A recently published study has found that GPT-3, the large language model that powers AI chatbot ChatGPT, reasons about as well as college students when it comes to answering “reasoning problems.” The fact that the GPT language models do not learn in any comparable way to human beings prompted the researchers to wonder whether this sort of reasoning is a “brand new” form of intelligence.
However, confirming whether the software is indeed “mimicking human reasoning” or using “a new type of cognitive process” would require backstage access to OpenAI's systems, which is unlikely to happen any time soon.
If ChatGPT is indeed reasoning in a novel way, it could pose a number of interesting quandaries for AI ethics, research, and development.
GPT-3's Logic and Reasoning Skills Surpass Expectations
UCLA’s study, which appeared in Nature Human Behavior this week, found that “GPT-3 displayed a surprisingly strong capacity for abstract pattern induction” when answering general intelligence and SAT test questions.
This capacity found GPT-3 matched or surpassed “human capabilities in most settings,” while “preliminary tests of GPT-4 indicated even better performance.”
The results, authors Taylor Webb, Keith J Holyoak, and Hongjing Lu say, “indicate that large language models such as GPT-3 have acquired an emergent ability to find zero-shot solutions to a broad range of analogy problems.”
Zero-shot learning is a method used in machine learning to teach LLMs and other AI machines to identify, recognize, and classify things that they have never encountered before.
“Language learning models are just trying to do word prediction so we’re surprised they can do reasoning. Over the past two years, the technology has taken a big jump from its previous incarnations.” – Hongjing Lu, author of the study in an article
Study co-author Keith J Holyoak adds that, although ChatGPT appears to think like a human in some regard: “People did not learn by ingesting the entire internet, so the training method is completely different.”
He said they hope to explore whether the language model's cognitive processes are “brand new” and a truly “real artificial intelligence.”
GPT-3's Test Results
GPT-4 did particularly well on Raven’s Progressive Matrices, which is an image prediction test. On this test, it scored 80%, whereas the average human will score below 60%.
Interestingly, when the language model did make mistakes, it often went wrong in similar ways, and at similar stages, to its sentient test counterparts.
Although GPT-3 performed commendably when it came to analytical reasoning, there are other sets of questions it struggled with, including questions that required some level of comprehension of physical space.
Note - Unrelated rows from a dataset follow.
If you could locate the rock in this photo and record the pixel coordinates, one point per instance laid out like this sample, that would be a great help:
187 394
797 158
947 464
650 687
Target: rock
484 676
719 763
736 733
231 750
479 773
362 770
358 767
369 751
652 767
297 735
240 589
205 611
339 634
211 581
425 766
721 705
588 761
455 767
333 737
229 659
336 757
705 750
GPT-3 also didn't do quite as well as students in test questions designed to see whether the subjects could pair up analogies that conveyed similar meanings. Notably, however, GPT-4, the successor to GPT-3 and GPT-3.5, performed better on this test.
LLMs Continue to Show Promise on Tests
This isn’t the first example of a language model being put to the test and producing scores comparable to human subjects.
For example, GPT-3.5 — the model that currently powers the free version of ChatGPT — scored around the bottom 10% of test takers in a simulated law school bar exam. GPT-4, which is available to ChatGPT Plus customers, scored in the top 10%.
Bard’s test results are less impressive. Fortune scraped some SAT math questions from the internet and posed them to Bard, but the Chatbot answered between 50% and 75% incorrectly. It did, however, perform better on reading tests — at least enough to secure a place at several US universities.
However, these tests were conducted before Bard shifted to using a more capable language model, called PaLM 2, which performs particularly well when prompted with math and coding-based questions.
Questions Still Remain
However, the question that still remains — and can’t be answered without OpenAI effectively granting research teams a ChatGPT Access All Areas pass — is how these reasoning processes occur in the language models that power it.
If ChatGPT has developed a cognitive process for reasoning that departs significantly from known human processes, the ramifications could be wide-reaching, and open up a whole web of ethical questions relating to sentience and evaluating AI systems.